GoogleCloudPlatform/DataflowJavaSDK

Streaming dataflow fails with org.xerial.snappy.SnappyIOException [v2.1.0]

ankurcha opened this issue · 6 comments

While running the streaming dataflow pipeline against messages from pubsub. I encountered this error:

java.lang.RuntimeException: java.lang.IllegalArgumentException: unable to deserialize WindowFn
    at com.google.cloud.dataflow.worker.MapTaskExecutorFactory$3.typedApply(MapTaskExecutorFactory.java:288)
    at com.google.cloud.dataflow.worker.MapTaskExecutorFactory$3.typedApply(MapTaskExecutorFactory.java:258)
    at com.google.cloud.dataflow.worker.graph.Networks$TypeSafeNodeFunction.apply(Networks.java:55)
    at com.google.cloud.dataflow.worker.graph.Networks$TypeSafeNodeFunction.apply(Networks.java:43)
    at com.google.cloud.dataflow.worker.graph.Networks.replaceDirectedNetworkNodes(Networks.java:78)
    at com.google.cloud.dataflow.worker.MapTaskExecutorFactory.create(MapTaskExecutorFactory.java:145)
    at com.google.cloud.dataflow.worker.StreamingDataflowWorker.process(StreamingDataflowWorker.java:932)
    at com.google.cloud.dataflow.worker.StreamingDataflowWorker.access$800(StreamingDataflowWorker.java:134)
    at com.google.cloud.dataflow.worker.StreamingDataflowWorker$7.run(StreamingDataflowWorker.java:778)
    at java.util.concurrent.ThreadPoolExecutor.runWorker(ThreadPoolExecutor.java:1142)
    at java.util.concurrent.ThreadPoolExecutor$Worker.run(ThreadPoolExecutor.java:617)
    at java.lang.Thread.run(Thread.java:745)
Caused by: java.lang.IllegalArgumentException: unable to deserialize WindowFn
    at org.apache.beam.sdk.util.SerializableUtils.deserializeFromByteArray(SerializableUtils.java:75)
    at org.apache.beam.runners.core.construction.WindowingStrategyTranslation.windowFnFromProto(WindowingStrategyTranslation.java:380)
    at org.apache.beam.runners.core.construction.WindowingStrategyTranslation.fromProto(WindowingStrategyTranslation.java:336)
    at com.google.cloud.dataflow.worker.GroupAlsoByWindowParDoFnFactory.deserializeWindowingStrategy(GroupAlsoByWindowParDoFnFactory.java:239)
    at com.google.cloud.dataflow.worker.AssignWindowsParDoFnFactory.create(AssignWindowsParDoFnFactory.java:59)
    at com.google.cloud.dataflow.worker.DefaultParDoFnFactory.create(DefaultParDoFnFactory.java:66)
    at com.google.cloud.dataflow.worker.MapTaskExecutorFactory.createParDoOperation(MapTaskExecutorFactory.java:365)
    at com.google.cloud.dataflow.worker.MapTaskExecutorFactory$3.typedApply(MapTaskExecutorFactory.java:276)
    ... 11 more
Caused by: org.xerial.snappy.SnappyIOException: [EMPTY_INPUT] Cannot decompress empty stream
    at org.xerial.snappy.SnappyInputStream.readHeader(SnappyInputStream.java:94)
    at org.xerial.snappy.SnappyInputStream.<init>(SnappyInputStream.java:59)
    at org.apache.beam.sdk.util.SerializableUtils.deserializeFromByteArray(SerializableUtils.java:70)
    ... 18 more

It seems like the pipeline does not do any work as it's failing to start.

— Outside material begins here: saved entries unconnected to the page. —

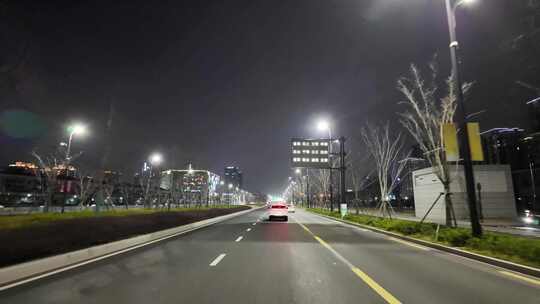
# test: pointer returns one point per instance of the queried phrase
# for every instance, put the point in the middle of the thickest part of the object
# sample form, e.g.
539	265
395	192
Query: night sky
221	83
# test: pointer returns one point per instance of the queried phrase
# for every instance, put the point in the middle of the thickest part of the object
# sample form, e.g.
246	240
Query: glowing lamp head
77	129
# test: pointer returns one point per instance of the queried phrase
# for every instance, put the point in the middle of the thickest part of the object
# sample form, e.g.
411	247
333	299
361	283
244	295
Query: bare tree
386	151
359	175
426	115
49	176
87	186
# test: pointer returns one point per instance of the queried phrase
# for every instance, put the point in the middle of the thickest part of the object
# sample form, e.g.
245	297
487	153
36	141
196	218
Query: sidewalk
510	226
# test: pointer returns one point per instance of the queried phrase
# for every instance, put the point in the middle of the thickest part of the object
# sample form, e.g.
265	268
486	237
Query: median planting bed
28	237
512	248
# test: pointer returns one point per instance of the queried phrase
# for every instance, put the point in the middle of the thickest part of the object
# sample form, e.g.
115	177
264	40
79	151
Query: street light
451	7
156	159
324	125
75	129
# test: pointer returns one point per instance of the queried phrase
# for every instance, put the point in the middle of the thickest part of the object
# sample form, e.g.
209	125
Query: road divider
23	273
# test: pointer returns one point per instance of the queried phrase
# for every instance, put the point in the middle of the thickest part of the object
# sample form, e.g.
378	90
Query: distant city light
156	159
77	129
323	125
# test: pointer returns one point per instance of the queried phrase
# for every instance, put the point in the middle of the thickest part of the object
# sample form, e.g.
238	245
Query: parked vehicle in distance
291	208
278	210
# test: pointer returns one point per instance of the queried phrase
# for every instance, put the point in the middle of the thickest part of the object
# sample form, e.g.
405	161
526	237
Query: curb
19	274
528	270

Job Id: "2017-09-08_15_26_06-8381780606637465333"

We're also seeing this, but related to a BigQuery write. All our Dataflow jobs are failing due to this

We are experiencing the same issues while running batch jobs reading from BigQuery.
These issues appeared first at around 2017-09-08 23:00 UTC. We made no changes to the pipeline.

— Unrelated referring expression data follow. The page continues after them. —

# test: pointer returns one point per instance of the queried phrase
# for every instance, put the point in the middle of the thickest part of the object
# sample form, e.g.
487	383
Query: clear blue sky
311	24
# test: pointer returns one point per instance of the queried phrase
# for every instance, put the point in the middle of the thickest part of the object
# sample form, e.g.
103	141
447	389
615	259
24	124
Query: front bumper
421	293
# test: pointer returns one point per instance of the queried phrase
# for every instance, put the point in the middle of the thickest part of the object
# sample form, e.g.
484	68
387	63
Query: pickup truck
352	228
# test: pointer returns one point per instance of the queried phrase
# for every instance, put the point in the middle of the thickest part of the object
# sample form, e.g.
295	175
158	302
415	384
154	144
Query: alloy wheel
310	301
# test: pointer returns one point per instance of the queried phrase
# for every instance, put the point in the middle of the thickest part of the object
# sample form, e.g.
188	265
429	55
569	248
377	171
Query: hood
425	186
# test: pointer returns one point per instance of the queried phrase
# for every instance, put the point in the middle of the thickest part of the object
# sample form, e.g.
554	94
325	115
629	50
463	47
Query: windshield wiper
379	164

Version: Apache Beam SDK for Java 2.1.0
Region: us-central1-f... (Output truncated)

We've been rerunning the pipelines a few times and it always crashes just as the worker machines are ready to start. None of the functions report any elements in the input collection nor the output.

jkff commented

We are working on a rollback of a faulty 2.1.0 worker release. Workaround meanwhile is to go back to 2.0.0.

Thanks for the quick turnaround!

jkff commented

We believe the issue has been fixed. Please try again.

Thanks! confirmed that exceptions are gone and messages are being processed in new pipelines.